ROMOS emits drift-free orientation and position data in millimeters to a host device or processor. Unlike conventional Inertial Measurement Units (IMUs), additional external reference signal(s) are not required to compensate for drift error. Position data is generated at a high rate through internal MEMS based inertial sensors for direct use in the host application. ROMOS comes feature-packed out-of-the box with communications and electrical compatibility with conventional IMUs minimizing design-time for Engineers.
Orientation is established via complex computations in multidimensional vector-space and projected onto 3D Euclidean space.
Using higher dimensional computations with back-propagation, Drift is also eliminated from positional data.
Once initialized, ROMOS will experience a maximum of 0.5mm static variance offset from true position data over its operational lifetime.
ROMOS employs fast-mode SPI, I2C, or UART signals for immediate communication compatibility with existing boards and architecture.
ROMOS is designed with minimal real-estate per package type with a range of compact form factors to suit all applications.
ROMOS is designed with modularity in mind.

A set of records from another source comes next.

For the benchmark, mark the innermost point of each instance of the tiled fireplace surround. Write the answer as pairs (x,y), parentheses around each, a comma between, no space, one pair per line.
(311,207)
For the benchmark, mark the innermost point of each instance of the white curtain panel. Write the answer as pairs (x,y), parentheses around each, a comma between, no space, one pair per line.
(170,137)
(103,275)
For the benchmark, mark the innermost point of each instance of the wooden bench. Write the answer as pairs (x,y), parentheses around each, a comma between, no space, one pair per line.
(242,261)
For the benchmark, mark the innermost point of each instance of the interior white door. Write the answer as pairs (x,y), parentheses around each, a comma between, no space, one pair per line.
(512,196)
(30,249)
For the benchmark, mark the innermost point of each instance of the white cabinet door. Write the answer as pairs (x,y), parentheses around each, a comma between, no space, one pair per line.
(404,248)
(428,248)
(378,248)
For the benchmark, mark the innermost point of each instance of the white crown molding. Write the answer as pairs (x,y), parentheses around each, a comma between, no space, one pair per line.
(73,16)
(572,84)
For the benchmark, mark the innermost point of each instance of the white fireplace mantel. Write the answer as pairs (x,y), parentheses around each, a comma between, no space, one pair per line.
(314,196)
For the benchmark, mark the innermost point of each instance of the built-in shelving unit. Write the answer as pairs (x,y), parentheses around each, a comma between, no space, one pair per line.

Protocols and IOs can be customized to meet new specifications for fast design-to-production time.
Long-term sustained location tracking enabled by ROMOS, in the absence of GPS or other external reference systems, unveils new dimensions and solutions for a wide range of applications.
ROMOS opens the possibility of circumnavigating the globe without GPS, creating the World's first Terrestrial Positioning System (TPS).
Automobiles gain low-latency and high-accuracy positioning with ROMOS for autonomous-vehicle perception systems.
Robotics applications requiring precise movements, especially in GPS denied zones, can operate with ROMOS freely.
Consumers benefit by moving freely through their surroundings with accurate location tracking for apps such as augmented and virtual reality.
ROMOS provisions a low-cost redundant position-estimation module for transponders on Airplanes, Drones, or UAVs.
Satellites requiring precise orbital tracking can greatly enhance position estimates improving ground and aerial services.
With ROMOS, be informed of your dependents' exact whereabouts for safety and peace-of-mind.
Enhance personnel safety and rescue by accurately tracking 3D movements of first-responders within buildings and elevations where GPS is denied.
This video demonstrates the tracking accuracy of ROMOS IMU without a GPS signal while walking in an office building. ROMOS signal (Red) is received on a PC running a Unity Application and superimposed on a one-to-one scale 3D model of the space, live. Absolutely no pre-mapping of the indoor space was performed.
ROMOS is a self-tracking (inside-out) IMU that does not require an external signal to track an object's movements.
This video demonstrates the tracking accuracy of a ROMOS (top-right in video) IMU, in the absence of a GPS signal, while driving through a tunnel. In comparison, a Google Maps App (bottom-right in video) relying on a GPS signal and conventional IMU stops tracking and freezes when entering the tunnel.
Blue lines illustrate the path of a vehicle as detected by ROMOS and plotted on an offline map. No GPS or internet signal was used during this 40 km trek through the City of Mississauga in Canada. ROMOS is capable of detecting lane-level changes in the movement of a vehicle, placing high-accuracy autonomous driving within a short reach of the future.